On Class and Race/Sex
The most recent issue of the London Review of Books includes a thought-provoking cover story by the writer and academic Walter Benn Michaels. The essential argument of “What Matters” is that, while the United States has made some progress in the last forty years in matters of sexual and racial equality, it has remained virtually unchanged when it comes to class inequality.
No group dedicated to ending economic inequality would be thinking today about declaring victory and going home. In 1969, the top quintile of American wage-earners made 43 per cent of all the money earned in the US; the bottom quintile made 4.1 per cent. In 2007, the top quintile made 49.7 per cent; the bottom quintile 3.4. And while this inequality is both raced and gendered, it’s less so than you might think. (…)
An obvious question, then, is how we are to understand the fact that we’ve made so much progress in some areas while going backwards in others. And an almost equally obvious answer is that the areas in which we’ve made progress have been those which are in fundamental accord with the deepest values of neoliberalism, and the one where we haven’t isn’t. We can put the point more directly by observing that increasing tolerance of economic inequality and increasing intolerance of racism, sexism and homophobia – of discrimination as such – are fundamental characteristics of neoliberalism. Hence the extraordinary advances in the battle against discrimination, and hence also its limits as a contribution to any left-wing politics. The increased inequalities of neoliberalism were not caused by racism and sexism and won’t be cured by – they aren’t even addressed by – anti-racism or anti-sexism. (…)
American universities are exemplary here: they are less racist and sexist than they were 40 years ago and at the same time more elitist. The one serves as an alibi for the other: when you ask them for more equality, what they give you is more diversity.
I found the article to be refreshing; I’ve always thought that class is a huge taboo in the United States. It’s rarely ever discussed, and when it is, it’s usually in terms of its interaction with race. But I also think Michaels overstates his points considerably. Take, for instance, the case of the recent arrest of Henry Louis Gates, which Michaels describes thus:
The recent furore over the arrest for ‘disorderly conduct’ of Henry Louis Gates helps make this clear. Gates, as one of his Harvard colleagues said, is ‘a famous, wealthy and important black man’, a point Gates himself tried to make to the arresting officer – the way he put it was: ‘You don’t know who you’re messing with.’ But, despite the helpful hint, the cop failed to recognise an essential truth about neoliberal America: it’s no longer enough to kowtow to rich white people; now you have to kowtow to rich black people too. The problem, as a sympathetic writer in the Guardian put it, is that ‘Gates’s race snuffed out his class status,’ or as Gates said to the New York Times, ‘I can’t wear my Harvard gown everywhere.’ In the bad old days this situation almost never came up – cops could confidently treat all black people, indeed, all people of colour, the way they traditionally treated poor white people. But now that we’ve made some real progress towards integrating our elites, you need to step back and take the time to figure out ‘who you’re messing with’. You need to make sure that nobody’s class status is snuffed out by his race.

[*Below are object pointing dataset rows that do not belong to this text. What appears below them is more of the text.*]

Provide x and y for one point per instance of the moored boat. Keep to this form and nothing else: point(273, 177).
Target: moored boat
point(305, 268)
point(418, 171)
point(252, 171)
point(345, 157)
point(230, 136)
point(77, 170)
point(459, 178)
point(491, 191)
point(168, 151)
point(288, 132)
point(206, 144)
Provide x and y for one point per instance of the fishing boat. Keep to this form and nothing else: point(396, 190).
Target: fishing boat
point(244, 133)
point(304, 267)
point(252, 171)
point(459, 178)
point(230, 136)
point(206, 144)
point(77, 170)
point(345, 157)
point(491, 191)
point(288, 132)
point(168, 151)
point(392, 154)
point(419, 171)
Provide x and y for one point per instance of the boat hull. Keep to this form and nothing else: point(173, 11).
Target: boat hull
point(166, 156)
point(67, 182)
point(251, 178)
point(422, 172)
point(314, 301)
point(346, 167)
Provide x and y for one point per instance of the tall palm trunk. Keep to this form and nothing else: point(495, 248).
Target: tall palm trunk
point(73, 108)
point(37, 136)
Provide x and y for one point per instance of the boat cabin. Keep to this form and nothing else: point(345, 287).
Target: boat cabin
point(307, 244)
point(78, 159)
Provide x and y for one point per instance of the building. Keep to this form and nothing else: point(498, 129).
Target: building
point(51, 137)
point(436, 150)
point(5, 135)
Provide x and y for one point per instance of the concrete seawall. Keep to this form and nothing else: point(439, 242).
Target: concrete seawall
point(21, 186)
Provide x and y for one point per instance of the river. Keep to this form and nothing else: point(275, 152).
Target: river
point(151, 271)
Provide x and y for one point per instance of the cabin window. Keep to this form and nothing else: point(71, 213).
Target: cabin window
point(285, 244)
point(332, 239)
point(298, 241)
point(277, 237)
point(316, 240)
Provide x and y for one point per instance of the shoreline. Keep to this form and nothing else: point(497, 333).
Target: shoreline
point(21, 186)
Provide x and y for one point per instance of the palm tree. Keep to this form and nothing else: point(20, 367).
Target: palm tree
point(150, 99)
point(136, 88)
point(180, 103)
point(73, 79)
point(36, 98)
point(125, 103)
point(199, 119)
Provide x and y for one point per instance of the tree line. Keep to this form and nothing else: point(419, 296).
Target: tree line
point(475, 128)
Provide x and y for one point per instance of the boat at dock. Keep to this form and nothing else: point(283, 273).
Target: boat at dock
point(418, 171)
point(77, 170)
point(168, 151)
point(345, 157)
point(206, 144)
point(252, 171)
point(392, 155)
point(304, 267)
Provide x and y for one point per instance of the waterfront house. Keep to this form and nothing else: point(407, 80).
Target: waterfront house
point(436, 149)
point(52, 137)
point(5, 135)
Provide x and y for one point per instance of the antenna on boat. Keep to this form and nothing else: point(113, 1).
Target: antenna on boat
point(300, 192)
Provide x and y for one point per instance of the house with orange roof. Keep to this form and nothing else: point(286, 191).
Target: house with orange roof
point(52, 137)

Michaels’ assertion that “in the bad old days…cops could confidently treat all black people, indeed, all people of color, the way they traditionally treated poor white people” is simply inaccurate. All other things being equal (which of course they never are, but bear with me for the sake of the argument), race does play a role in the way in which cops treat people. And you don’t need to take my word for it; just look at statistics emanating from police departments in cities like Los Angeles. If a poor white man drove a Rolls Royce in Beverly Hills, he would not necessarily be stopped, while a rich black man might, as famously happened to the lawyer Johnnie Cochran in 1979. The fact remains that racism does play a role that cannot be entirely explained away by an appeal to class. Still, I think the article is interesting, because it explains why the focus on race and sex at the expense of class legitimates disparities and perpetuates prevailing power structures.